The earth (overburden) overlying the coal may be removed by shovel, dragline, scraper, or bulldozer, depending on the depth and overburden character. The overburden is cast (spoiled) downhill from this first pit, after which the exposed coal is then loaded into trucks and removed from the pit. A second pit can be excavated by placing the overburden from it into the first pit.

Succeeding pits, if any, would follow in the same sequence, with the amount of overburden increasing for each succeeding pit until the economic limit of the operation, or the maximum depth limit of the overburden machine, is reached. This economic limit is determined by many variables, some of which are thickness of the coal seam, quality, and marketability of the coal, nature of the overburden, capabilities of the equipment, and reclamation requirements.

The practice of depositing the spoil on the downslope side of the bench thus created has, for the most part, been terminated because the spoil consumed much additional land and created severe landslide and erosion problems. To alleviate these problems, a variety of methods were devised to use freshly cut overburden to refill mined-out areas. These haul-back or lateral movement methods generally consist of an initial cut with the spoil deposited downslope or at some other site and spoil from the second cut refilling the first.
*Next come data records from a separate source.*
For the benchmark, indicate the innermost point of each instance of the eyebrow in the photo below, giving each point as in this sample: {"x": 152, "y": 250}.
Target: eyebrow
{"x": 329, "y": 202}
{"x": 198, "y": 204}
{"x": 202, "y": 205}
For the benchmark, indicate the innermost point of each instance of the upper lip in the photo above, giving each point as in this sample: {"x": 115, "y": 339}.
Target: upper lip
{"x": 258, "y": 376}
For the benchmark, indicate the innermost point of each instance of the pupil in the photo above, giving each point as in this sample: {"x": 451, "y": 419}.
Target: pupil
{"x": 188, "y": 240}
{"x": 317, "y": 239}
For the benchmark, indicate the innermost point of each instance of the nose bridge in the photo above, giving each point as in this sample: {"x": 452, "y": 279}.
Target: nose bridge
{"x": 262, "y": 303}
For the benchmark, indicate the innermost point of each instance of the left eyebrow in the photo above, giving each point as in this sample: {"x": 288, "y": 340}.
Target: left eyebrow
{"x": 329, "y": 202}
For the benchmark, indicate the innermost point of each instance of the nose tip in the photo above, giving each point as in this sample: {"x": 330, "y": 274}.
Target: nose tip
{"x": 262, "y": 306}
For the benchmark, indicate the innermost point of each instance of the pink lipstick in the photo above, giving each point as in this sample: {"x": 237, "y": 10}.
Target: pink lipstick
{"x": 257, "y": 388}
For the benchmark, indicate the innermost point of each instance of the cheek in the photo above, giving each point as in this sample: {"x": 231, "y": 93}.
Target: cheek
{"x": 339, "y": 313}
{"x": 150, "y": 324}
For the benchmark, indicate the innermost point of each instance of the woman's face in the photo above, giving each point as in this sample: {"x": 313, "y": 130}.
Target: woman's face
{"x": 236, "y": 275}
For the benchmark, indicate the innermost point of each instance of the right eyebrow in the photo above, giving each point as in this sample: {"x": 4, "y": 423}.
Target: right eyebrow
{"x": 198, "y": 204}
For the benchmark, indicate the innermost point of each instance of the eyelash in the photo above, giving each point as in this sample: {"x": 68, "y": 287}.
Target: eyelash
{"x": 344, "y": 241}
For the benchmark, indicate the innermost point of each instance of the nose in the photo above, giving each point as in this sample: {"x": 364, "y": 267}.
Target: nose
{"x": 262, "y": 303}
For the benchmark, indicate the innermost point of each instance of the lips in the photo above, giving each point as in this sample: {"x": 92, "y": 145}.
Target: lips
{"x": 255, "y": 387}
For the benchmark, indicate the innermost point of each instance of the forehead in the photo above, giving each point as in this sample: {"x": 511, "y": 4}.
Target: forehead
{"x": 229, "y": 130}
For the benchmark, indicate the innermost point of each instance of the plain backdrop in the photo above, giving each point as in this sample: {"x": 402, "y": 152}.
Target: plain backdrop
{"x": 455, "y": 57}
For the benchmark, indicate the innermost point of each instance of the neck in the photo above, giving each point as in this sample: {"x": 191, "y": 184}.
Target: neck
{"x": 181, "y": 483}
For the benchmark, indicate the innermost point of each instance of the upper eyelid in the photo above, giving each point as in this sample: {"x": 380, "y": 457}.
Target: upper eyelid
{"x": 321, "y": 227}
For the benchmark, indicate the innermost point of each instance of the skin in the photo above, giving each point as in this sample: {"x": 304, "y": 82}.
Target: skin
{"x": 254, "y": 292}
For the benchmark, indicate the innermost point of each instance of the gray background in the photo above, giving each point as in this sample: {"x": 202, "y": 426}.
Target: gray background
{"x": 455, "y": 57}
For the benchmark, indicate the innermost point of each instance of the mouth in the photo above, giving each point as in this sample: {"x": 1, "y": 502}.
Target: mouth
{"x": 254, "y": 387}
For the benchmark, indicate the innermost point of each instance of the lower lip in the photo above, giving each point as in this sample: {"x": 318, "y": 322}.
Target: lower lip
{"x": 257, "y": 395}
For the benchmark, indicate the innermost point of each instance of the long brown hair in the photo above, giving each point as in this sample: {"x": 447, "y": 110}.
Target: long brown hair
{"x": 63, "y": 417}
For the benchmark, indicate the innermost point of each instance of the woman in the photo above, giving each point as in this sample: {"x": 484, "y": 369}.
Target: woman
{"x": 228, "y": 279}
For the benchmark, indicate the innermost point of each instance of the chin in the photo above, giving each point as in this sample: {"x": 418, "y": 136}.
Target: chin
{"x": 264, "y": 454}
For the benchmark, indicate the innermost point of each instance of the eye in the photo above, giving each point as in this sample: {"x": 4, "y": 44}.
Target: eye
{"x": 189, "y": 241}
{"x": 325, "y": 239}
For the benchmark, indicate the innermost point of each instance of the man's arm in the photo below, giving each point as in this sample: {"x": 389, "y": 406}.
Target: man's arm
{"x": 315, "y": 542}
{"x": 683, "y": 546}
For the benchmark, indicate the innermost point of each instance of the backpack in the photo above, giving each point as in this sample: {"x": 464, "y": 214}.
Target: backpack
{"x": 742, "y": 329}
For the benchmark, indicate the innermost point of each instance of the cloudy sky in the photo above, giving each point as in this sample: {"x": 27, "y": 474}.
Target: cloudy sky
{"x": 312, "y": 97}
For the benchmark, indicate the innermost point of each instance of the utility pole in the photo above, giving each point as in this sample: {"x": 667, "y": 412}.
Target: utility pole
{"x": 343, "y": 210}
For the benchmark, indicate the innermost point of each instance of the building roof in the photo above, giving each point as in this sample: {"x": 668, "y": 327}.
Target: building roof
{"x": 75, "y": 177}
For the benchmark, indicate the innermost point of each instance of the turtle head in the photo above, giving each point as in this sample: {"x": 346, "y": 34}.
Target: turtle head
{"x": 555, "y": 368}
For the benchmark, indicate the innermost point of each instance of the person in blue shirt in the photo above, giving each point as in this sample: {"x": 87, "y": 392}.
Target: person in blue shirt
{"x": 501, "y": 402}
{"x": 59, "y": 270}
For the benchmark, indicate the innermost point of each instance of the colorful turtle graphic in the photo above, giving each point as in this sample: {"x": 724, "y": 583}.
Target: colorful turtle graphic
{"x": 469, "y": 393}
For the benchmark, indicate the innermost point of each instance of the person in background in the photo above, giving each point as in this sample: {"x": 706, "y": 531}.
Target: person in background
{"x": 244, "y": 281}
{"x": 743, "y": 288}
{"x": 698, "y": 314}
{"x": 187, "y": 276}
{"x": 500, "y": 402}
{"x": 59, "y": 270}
A ridge of undisturbed natural material is often left at the outer edge of the mined area to add stability to the reclaimed slope by preventing spoil from slumping or sliding downhill.

Once the hill slope prevents further cutting into the hillside, miners often switch to a technique known as auger mining to extract more coal along the contour.
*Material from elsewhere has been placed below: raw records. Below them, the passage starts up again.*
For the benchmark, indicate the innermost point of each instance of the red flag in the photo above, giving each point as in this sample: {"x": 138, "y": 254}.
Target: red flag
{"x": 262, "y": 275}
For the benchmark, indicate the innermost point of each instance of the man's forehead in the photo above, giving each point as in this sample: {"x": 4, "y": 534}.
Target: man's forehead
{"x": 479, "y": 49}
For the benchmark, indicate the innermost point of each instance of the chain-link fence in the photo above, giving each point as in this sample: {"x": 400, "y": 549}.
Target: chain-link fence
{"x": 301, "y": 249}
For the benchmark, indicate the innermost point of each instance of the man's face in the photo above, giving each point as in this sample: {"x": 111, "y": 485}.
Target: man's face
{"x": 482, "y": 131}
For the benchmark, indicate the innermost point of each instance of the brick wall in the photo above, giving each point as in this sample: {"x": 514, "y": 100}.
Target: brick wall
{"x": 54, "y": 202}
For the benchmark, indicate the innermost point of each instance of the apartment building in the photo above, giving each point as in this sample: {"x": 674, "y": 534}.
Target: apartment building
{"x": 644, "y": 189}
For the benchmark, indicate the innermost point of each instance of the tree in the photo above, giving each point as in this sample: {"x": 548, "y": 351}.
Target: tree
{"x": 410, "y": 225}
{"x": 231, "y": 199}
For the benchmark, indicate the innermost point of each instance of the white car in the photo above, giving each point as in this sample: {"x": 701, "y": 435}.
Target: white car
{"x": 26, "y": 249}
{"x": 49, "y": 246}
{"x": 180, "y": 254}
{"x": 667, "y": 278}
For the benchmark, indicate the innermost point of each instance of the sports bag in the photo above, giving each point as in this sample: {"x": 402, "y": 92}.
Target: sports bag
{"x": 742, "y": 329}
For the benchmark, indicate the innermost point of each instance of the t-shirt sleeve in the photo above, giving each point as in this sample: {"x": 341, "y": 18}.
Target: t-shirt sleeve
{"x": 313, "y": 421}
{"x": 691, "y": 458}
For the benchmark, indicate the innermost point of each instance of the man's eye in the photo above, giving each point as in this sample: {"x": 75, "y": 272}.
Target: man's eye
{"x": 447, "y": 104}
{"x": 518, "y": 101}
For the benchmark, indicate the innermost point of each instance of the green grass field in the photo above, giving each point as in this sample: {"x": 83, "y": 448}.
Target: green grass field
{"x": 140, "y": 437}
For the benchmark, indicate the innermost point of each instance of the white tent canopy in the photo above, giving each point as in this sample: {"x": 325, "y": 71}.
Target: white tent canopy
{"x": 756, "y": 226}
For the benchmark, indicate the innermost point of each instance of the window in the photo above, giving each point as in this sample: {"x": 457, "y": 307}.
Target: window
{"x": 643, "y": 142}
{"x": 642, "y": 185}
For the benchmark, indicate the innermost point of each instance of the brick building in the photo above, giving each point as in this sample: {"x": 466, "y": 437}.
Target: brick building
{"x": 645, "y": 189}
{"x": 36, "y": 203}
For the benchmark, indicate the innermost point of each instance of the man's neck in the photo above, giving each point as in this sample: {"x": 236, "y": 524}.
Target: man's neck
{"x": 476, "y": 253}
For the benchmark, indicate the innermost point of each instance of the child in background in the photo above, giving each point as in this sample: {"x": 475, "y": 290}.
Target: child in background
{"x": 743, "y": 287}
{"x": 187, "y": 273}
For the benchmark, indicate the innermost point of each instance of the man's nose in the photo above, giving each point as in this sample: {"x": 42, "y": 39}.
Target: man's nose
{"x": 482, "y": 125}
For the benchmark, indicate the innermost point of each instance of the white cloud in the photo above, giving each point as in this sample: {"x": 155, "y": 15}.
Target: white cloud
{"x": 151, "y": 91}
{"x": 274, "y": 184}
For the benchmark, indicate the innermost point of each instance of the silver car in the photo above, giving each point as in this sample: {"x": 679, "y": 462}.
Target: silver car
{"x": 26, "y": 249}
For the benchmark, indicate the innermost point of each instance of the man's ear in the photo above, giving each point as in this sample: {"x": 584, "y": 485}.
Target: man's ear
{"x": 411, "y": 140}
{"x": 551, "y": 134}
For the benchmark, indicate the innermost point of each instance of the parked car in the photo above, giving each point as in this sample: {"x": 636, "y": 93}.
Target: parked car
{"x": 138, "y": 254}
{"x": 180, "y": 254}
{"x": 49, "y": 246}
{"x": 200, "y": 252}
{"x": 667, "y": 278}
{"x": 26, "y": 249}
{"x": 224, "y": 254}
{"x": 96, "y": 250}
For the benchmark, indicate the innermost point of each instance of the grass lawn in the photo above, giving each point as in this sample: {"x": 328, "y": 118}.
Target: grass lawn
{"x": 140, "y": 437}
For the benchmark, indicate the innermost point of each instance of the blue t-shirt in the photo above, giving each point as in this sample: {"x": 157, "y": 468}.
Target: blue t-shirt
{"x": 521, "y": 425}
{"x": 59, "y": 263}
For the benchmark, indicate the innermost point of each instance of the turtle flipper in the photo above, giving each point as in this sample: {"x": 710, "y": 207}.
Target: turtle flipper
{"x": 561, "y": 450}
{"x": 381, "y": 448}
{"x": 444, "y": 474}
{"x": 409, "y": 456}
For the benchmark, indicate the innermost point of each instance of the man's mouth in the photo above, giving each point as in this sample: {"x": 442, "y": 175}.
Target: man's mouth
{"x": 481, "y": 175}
Auger mining is analogous to wood drilling; the coal is extracted from a seam (which outcrops to the surface) by the use of large-diameter augers.

This particular method for the recovery of coal was developed mainly in the period following World War II. An attractive aspect of the method is the relatively low cost of the equipment since the technique essentially involves boring a series of parallel horizontal holes into a coal seam.

The technique is frequently employed in open pit mines where the thickness of the overburden at the high-wall section of the mine is too great for further economic mining. This, however, should not detract from the overall concept and utility of auger mining as it is also applicable to underground operations. As the coal is discharged from the auger spiral, it is collected for transportation to the coal preparation plant or to the market.